Certainly on the island of Lemnos (modern Limnos), just off the coast of
modern Turkey, an inscription has been found which bears structural
similarities with Etruscan and even, possibly, some common vocabulary.
It is also possible that the Lemnian language shares some similarities
with non-IE Anatolian languages. See:
Also the tradition of a Lydian origin of the Etruscans is at least 2 and
half thousand years old. IIRC it is first recorded by Herodotos in the
5th century BCE. Certainly in the Roman period the Lydian origin of the
Etruscans was widely accepted.
Lydian is known to us from some 50 or so inscriptions from the 4th cent
BCE. Its interpretation is enigmatic, but certain grammatical forms are
reminiscent of IE Hittite. Therefore, *as a working hypothesis* the 4th
cent language is generally regarded as an IE Anatolian language; but it
clearly has non-IE elements also and a non-IE language may well have
been spoken in this area at an earlier date.

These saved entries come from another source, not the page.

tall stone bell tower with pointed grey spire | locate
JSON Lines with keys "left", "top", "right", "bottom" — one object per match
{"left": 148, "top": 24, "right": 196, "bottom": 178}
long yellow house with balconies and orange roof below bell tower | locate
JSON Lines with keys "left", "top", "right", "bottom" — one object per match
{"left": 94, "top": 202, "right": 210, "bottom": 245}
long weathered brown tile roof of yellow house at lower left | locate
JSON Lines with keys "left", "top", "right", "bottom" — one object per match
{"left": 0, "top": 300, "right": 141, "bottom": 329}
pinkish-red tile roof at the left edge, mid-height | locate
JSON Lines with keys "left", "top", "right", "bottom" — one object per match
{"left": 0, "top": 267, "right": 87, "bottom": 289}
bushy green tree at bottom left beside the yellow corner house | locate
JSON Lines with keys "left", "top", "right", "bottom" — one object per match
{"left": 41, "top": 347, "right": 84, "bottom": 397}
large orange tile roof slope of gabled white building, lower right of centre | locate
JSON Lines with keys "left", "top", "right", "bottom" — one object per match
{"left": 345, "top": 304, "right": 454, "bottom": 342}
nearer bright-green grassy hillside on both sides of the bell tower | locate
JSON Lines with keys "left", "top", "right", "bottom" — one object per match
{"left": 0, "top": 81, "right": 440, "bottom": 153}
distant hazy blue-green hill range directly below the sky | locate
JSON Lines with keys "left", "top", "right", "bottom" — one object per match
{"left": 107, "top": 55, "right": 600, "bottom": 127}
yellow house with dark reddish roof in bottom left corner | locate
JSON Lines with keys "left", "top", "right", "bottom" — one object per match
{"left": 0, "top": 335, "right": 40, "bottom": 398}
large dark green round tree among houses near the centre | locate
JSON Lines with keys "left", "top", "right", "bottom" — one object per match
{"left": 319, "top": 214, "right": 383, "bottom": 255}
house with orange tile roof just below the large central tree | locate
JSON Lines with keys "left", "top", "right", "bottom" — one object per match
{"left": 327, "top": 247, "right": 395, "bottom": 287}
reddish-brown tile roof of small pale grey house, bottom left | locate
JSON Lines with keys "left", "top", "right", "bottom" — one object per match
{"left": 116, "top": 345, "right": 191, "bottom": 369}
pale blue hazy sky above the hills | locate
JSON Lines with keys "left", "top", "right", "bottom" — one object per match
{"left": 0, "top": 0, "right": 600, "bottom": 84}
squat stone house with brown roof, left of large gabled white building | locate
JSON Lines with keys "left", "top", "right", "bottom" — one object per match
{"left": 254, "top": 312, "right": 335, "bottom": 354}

That Etruscan is not related to IE Anatolian languages is shown by
*linguistic* criteria. There is IMNSHO no reason to discount a connexion
with one or more non-IE languages of Asia Minor.

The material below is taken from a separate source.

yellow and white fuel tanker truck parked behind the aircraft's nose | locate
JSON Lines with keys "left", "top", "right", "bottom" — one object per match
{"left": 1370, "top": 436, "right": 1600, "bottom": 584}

>Sort of like how some Celts got down to
> what is turkey, forming Galatia..
You mean how in 230 BCE King Attalos of Pergamon settled those Galatai,
who had crossed into Asia Minor around 270 BCE and were roaming around
making a nuisance of themselves, among the Phrygian people to the north
of what is now Ankara? This is not exactly an unknown ploy used by kings
and other rulers throughout the ages to contains 'troublesome' populations.

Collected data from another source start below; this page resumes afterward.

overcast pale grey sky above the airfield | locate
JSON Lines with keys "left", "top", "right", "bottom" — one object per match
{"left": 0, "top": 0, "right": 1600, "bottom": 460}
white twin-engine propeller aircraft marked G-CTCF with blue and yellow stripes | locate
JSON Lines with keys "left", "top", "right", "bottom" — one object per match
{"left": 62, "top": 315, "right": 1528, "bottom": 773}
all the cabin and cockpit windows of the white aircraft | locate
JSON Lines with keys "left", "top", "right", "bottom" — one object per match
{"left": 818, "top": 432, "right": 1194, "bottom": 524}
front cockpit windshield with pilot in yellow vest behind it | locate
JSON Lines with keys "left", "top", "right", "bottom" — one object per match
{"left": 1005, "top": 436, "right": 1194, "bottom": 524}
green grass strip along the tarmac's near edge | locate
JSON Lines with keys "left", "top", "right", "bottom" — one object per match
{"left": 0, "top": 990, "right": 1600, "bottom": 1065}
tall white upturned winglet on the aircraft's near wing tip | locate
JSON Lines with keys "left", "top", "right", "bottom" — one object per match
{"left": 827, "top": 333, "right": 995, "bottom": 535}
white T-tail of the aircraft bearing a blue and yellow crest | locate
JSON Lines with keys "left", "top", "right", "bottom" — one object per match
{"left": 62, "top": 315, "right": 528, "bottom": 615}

The various odd glosses given by ancient writers and names found among
ancient inscriptions confirm that a language related to ancient Gallic
was used in this area until the 4th or 5th century CE. Jerome in the 4th
century CE tells us that the people around Trier (in north Gaul, now in
south-west Germany) spoke a similar language to the Galatians in Asia Minor.
We know from ancient authors that groups of Keltai & Galatai (it is
unclear whether they are alternative names for the same peoples or
whether they are two distinct but related peoples) began moving into the
Balkan area during the 4th cent BCE. That they eventually made their way
across the Bosphoros and into Asia Minor is hardly surprising.
I really do not understand the point you are trying to make.
> Me, still trying to figure out how much of Norse myth is more two cultures
> colliding, and mixing..
Eh? What's this to do with migrations into and out of Asia Minor/
Anatolia? I'll leave this for our Nordic conlangers to deal with (if
they are so minded).
> Not if they can figure out the meanings of the Linear A from Crete, it will
> be interesting.
Obviously, if Linear A can be deciphered in such a way that the majority
of scholar accept the decipherment, this will be of great interest. But
what on earth (or indeed in the universe) has that got to do with Norse
> How much of Basque is spanish or french loan words, and how much is
> Latin/Germanic loan words, or more like how much is Phonecian/Berber or
> Arabic loan words?
Eh???? Obviously there will be French & Spanish loanwords. They are the
two modern languages with extra-European usage that are in daily contact
with Basque, duh!
The loan words from Vulgar Latin are well-known. But Phonecian/Berber or
Arabic? What's the point you're trying to make?